What is the covariance of these Bernoulli variables?

515 Views Asked by At

Consider the two Bernoulli variables X and Y, where \begin{align} P(X) = \begin{cases} p_{1} & X = 1\\ 1-p_{1} & X = 0\\ \end{cases} &\qquad\;\;& P(Y) = \begin{cases} p_{2} & Y = 1\\ 1-p_{2} & Y = 0\\ \end{cases} \end{align}

with a covariance of $cov(X, Y) = k$

Now, there are two sets of data, $S_{1}$ and $S_{2}$, where

\begin{equation} S_{1} = \{x_{1}, x_{2}, \cdots,x_{n}\} \end{equation}

\begin{equation} S_{2} = \{y_{1}, y_{2}, \cdots,y_{n}\} \end{equation}

Where $S_{1}$ is sampled from $B_{1} \sim B(N, p_{1})$ and $S_{2}$ is sampled from $B_{2} \sim B(N, p_{2})$, where $B_{1}$ and $B_{2}$ are generated from N trials of X and Y. Furthermore, the sampling is done such that $(x_{i}, y_{i})$ are generated together.

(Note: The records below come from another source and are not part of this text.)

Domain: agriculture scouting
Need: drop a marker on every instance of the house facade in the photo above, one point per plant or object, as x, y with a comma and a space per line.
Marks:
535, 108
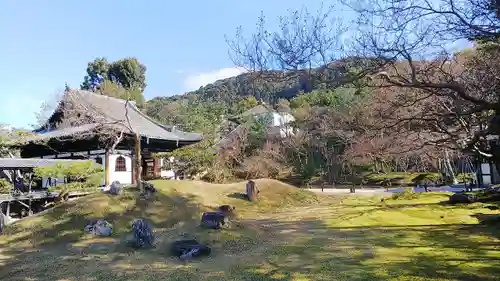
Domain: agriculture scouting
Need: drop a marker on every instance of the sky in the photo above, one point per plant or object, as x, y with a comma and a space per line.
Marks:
45, 44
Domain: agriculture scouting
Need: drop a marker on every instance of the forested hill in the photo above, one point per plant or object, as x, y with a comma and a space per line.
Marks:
270, 86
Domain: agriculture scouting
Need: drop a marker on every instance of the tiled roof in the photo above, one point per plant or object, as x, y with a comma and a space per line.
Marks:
119, 114
12, 163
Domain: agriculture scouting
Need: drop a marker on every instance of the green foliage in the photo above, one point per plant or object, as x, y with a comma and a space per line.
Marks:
400, 178
194, 158
110, 88
465, 177
79, 175
96, 72
338, 98
247, 103
5, 186
128, 73
406, 194
427, 178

Does the value of $N$ make any difference? That is, when the sample size is large enough, will the covariance between $S_{1}$ and $S_{2}$ approach the covariance between X and Y?

2

There are 2 best solutions below

0
On BEST ANSWER

Partial answer:

A binomial $B(N,p)$ distribution being the sum of $N$ Bernoulli $\beta_k$ (assumed independent):

$$cov(B_1,B_2)=cov(\beta_1+\beta_2+...+\beta_N,\beta'_1+\beta'_2+...+\beta'_N)$$

By bilinearity of "cov" operator:

$$cov(B_1,B_2)=\sum_{i,j=1...N} cov(\beta_i,\beta'_j)=N^2 k$$

Therefore: yes, the theoretical covariance is dependent upon "size" $N$.

Related: See [this question] (https://stats.stackexchange.com/questions/417360/covariance-between-two-binomial-random-variables/417367)

0
On

When N gets larger, the sets S1 and S2 converge in distribution to B1 and B2. That would automatically imply that the empirical covariance converges to the theoretical covariance.